Pecan Tree Size
As the largest trees in the hickory family, pecan trees regularly reach 70 to 100 feet tall with canopy spreads between 40 and 75 feet. Some have reached 150 feet. A stately tree with a tall, straight trunk and broad, symmetrically oval crown, the mature pecan needs more room than many backyards can provide. It’s best left to urban spaces, estate-sized lots and commercial orchards.
Pecan Tree Leaves
As you’d expect from a tree of its stature, the pecan also has some of the largest and most distinctive leaves in the hickory family:
- Pecan leaves measure from 1 foot to 20 inches long.
- Each leaf consists of nine to 17, 4-to 7-inch leaflets.
- The narrow leaflets curve like a falcon’s beak at their outer ends.
- All but one of the leaflets grow in opposite pairs along a central stem.
- The remaining leaflet forms the leaf’s tip.
- The lustrous leaflets are dark green on top and pale green underneath.
- New leaflets are covered with downy-soft hairs that they shed over time.
- The leaflets’ margins are toothed or doubly so.
Flowers, Fruit and Bark
Pecan trees are monoecious, meaning one tree produces both male and female flowers. Male flowers dangle from the branches in 5- to 6-inch clusters called catkins. Cup-shaped females open in terminal spikes beneath the catkins, where they trap pollen as it sheds.
Pecan fruits ripen in clusters of three to 11. Other hickory nuts open singly or in pairs. The fruits’ woody green husks split into four sections, revealing the light-brown nutshells inside. Rounded at their bases and pointed at their tips, the nuts usually measure 1 1/2 to 2 inches long.

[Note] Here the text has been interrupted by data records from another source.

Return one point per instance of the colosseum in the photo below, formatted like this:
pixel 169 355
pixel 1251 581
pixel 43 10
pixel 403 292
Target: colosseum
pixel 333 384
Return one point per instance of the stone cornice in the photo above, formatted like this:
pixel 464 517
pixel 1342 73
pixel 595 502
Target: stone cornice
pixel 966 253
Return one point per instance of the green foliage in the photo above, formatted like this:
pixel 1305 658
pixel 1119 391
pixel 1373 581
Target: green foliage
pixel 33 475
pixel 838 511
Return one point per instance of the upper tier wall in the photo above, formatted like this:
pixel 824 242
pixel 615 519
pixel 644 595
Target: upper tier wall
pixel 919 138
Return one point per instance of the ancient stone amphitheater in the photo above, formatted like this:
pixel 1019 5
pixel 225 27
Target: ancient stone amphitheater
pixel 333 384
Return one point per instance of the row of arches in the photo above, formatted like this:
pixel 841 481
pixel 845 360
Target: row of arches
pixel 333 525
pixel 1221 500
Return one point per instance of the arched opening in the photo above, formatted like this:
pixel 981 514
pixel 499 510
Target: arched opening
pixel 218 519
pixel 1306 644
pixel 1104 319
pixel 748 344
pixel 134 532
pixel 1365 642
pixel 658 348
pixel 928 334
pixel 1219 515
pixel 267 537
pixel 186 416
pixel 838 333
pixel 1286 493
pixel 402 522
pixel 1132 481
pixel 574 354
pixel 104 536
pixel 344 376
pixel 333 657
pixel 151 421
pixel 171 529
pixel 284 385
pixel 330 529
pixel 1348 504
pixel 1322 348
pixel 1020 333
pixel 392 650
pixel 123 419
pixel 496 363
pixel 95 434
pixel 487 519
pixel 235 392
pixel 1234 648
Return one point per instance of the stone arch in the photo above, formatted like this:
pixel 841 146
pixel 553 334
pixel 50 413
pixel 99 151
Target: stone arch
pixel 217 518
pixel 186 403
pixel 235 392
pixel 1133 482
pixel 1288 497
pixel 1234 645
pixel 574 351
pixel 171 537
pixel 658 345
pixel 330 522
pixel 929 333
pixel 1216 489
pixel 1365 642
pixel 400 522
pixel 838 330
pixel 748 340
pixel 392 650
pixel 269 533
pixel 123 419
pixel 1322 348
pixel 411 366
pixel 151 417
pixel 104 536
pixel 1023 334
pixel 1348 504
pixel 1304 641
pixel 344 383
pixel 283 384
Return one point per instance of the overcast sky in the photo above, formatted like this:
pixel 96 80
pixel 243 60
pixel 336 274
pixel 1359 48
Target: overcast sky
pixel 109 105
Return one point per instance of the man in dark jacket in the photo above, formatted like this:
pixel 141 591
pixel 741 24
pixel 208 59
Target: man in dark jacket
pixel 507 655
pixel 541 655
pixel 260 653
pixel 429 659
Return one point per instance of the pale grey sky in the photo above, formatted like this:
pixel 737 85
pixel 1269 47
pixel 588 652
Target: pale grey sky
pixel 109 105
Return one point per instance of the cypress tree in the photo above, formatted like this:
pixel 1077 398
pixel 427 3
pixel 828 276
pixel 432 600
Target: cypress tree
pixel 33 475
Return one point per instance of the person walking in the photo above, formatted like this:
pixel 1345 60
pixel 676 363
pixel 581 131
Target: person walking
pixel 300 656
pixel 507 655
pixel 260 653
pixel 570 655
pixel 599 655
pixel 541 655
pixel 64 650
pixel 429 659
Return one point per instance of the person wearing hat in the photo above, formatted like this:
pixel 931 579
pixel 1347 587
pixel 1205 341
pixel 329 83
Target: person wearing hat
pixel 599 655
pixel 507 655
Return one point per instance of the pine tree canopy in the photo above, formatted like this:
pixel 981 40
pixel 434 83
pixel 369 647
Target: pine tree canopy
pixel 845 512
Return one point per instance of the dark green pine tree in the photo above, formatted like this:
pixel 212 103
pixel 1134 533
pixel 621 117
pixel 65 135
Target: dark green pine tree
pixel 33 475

Pecan trees have thick, narrowly fissured light- to reddish-brown bark. It gets flatter and scalier with age.
Expert gardener’s tip: Although a pecan tree’s fruit ripens in fall, how late in fall depends on where in USDA plant hardiness zones 6 through 9 it grows. Trees growing in UDSA zone 5, seldom produce nuts because summer isn’t warm enough.
Growth Rate
As far as growth rate goes, pecan trees are hares in a field of tortoises. They grow between 1 and 2 feet per year and begin producing nuts about 10 years after planting. Their closest competitors, shagbark hickories (Cary ovata), seldom stand taller than 18 feet after 20 years, and need another 20 to yield their first harvests.